Got it. Awesome. That’s super cool. You’re obviously very invested in your growth in addition to your Mastermind. What were you trying out, if anything?

A lot of just independent research. I was looking things up. I did actually just before joining the Mastermind. I think it was probably part of the process of joining because somebody had reached out to me and invited me to join the Mastermind personally. And from that invitation, it kind of sparked my mind of how come I’m not like cold calling, reaching out to people who I think might be helpful to me to help me learn and grow. And then I did. So after that, the next week, I. Actually I just reached out to somebody who. I knew I was a school leader at another private school, like a half hour from here and just kind of out of the blue. Hey, I’m Dave. I’m pretty new in school leadership. Would you be interested in catching up? Or talking at some point? And at this point now, that’s somebody who I’ve kept in communication with for a year and a half, and we still have occasional phone calls, Zoom meetings, emails, and it’s become somebody who I can really rely on as someone just to talk school leadership with.
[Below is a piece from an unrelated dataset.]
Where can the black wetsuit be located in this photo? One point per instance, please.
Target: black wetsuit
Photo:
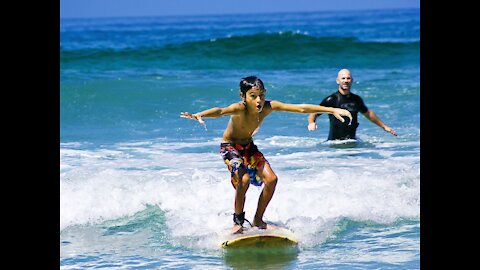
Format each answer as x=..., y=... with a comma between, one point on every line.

I love that. I need to add it to my calendar type of thing, and I try every two weeks to call all the coaches within the mean, we have internal meetings and that kind of stuff, but just to check in on family and that kind of thing and then if you know Jethro Jones. From the transformative principle, he and I actually speak every other Friday, too, and we’ve been doing that for years.
And just because we’re in a similar space. And to share things that are working and whatever.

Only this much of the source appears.